7. Stephen Birkland, Bahá'í secret police detective – In the 1990s, as a member of the Continental Board of Counselors for North America, Birkland led an investigation of Bahá'ís running an internet social forum known as “Talisman” where members could openly question and debate issues regarding the management of the Bahá'í communities. Birkland’s abusive tactics drove several Bahá'ís, including Juan Cole and John & Linda Walbridge, to resign rather than be condemned as covenant-breakers for taking part in Talisman, which was then shut down. Birkand was later rewarded for his zeal by being appointed to the International Teaching Center in 2008 and then he was elected to the Universal House of Justice in 2010.
So at the end of 2004, realizing that I had to remove myself from that community outright as a matter of honor, I wrote the following to the National Spiritual Assembly (NSA) of the Bahá'ís of the United States:
After years of investigation and soul-searching, I have finally come to the sad understanding that I can no longer bring myself to believe in Baha’u’llah or any of the institutions established in His name, including the Guardianship and the Universal House of Justice. I am totally convinced that the Baha’i Faith is doomed to fail in its mission to bring peace, unity, and a Golden Age to humanity and I therefore resign from my past membership in the Faith. Goodbye.
I composed that letter on my computer and then mailed it in January of 2005. A few weeks later, the NSA replied that they had accepted my resignation and expressed hope that I would one day decide to return. That looked like denial to me, so I dismissed it and threw away the letter. Then I cut completely all personal ties to the Bahá'ís in the Fort Worth area. Despite this, I stayed silent about my defection from the Bahá'í Faith until October 19, 2007, when I posted my first blog entry attacking it. What you are reading now is an updated and expanded version of it.

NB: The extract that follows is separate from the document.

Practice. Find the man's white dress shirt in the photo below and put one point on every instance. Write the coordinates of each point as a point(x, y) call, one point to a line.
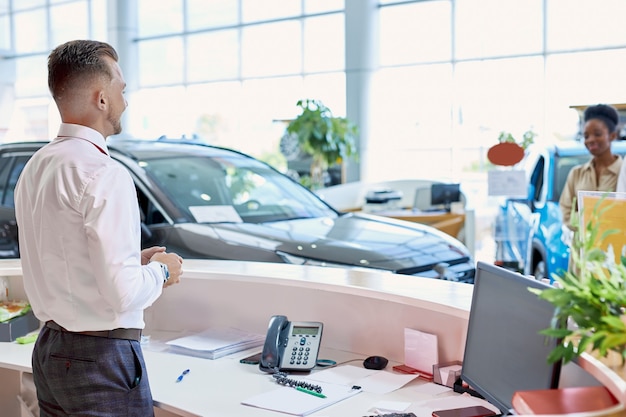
point(79, 236)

I have joined the Unitarian Universalist Association (UUA) and found its principles to be far more enlightened than those of the Haifan Bahá'ís. And better still, they truly LIVE those principles too!

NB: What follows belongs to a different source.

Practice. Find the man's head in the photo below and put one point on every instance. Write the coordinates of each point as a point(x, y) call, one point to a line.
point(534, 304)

1st Principle: The inherent worth and dignity of every person;
2nd Principle: Justice, equity and compassion in human relations;
3rd Principle: Acceptance of one another and encouragement to spiritual growth in our congregations;
4th Principle: A free and responsible search for truth and meaning;
5th Principle: The right of conscience and the use of the democratic process within our congregations and in society at large;
6th Principle: The goal of world community with peace, liberty, and justice for all;
7th Principle: Respect for the interdependent web of all existence of which we are a part.
I have every reason to believe that, unless the version of the Bahá'í Faith led by the Universal House of Justice goes down to extinction in the next century or two, it will become as dangerous as any other religion has ever been. It is not dangerous now only because there are so few of them. The Bahá'í Faith, which was founded in the 19th Century, looks exactly like what one would expect if one took the most liberal Western political and social concepts of that Century and grafted them onto the Babi terrorist teachings.

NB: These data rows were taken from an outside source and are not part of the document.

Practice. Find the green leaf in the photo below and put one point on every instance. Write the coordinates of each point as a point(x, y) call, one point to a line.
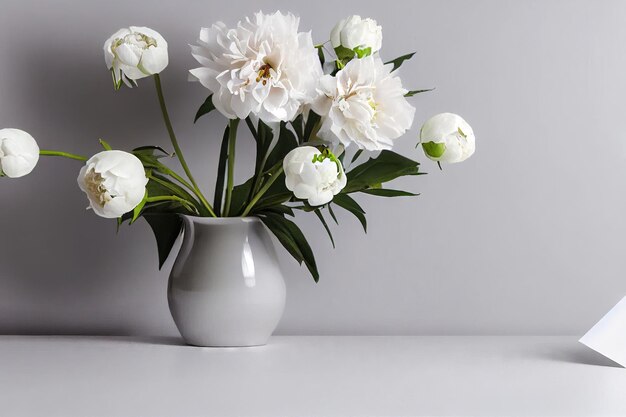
point(346, 202)
point(363, 52)
point(221, 173)
point(298, 127)
point(291, 237)
point(240, 196)
point(385, 192)
point(278, 209)
point(356, 156)
point(434, 149)
point(386, 167)
point(105, 145)
point(344, 54)
point(320, 216)
point(320, 54)
point(400, 60)
point(137, 210)
point(414, 92)
point(151, 150)
point(311, 123)
point(166, 229)
point(332, 213)
point(205, 108)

Despite my rejection of most Bahá'í teachings, I later supported my friend Eric Stetson's effort to establish a new Unitarian Bahá'í (UB) community, blending the originally Western Bahá'í and Unitarian Universalist ideas. It may be the only way to save the Bahá'í Faith itself from continuing to degenerate into a destructive cult. If the UBs do not succeed, the Bahá'í Faith itself must be destroyed instead!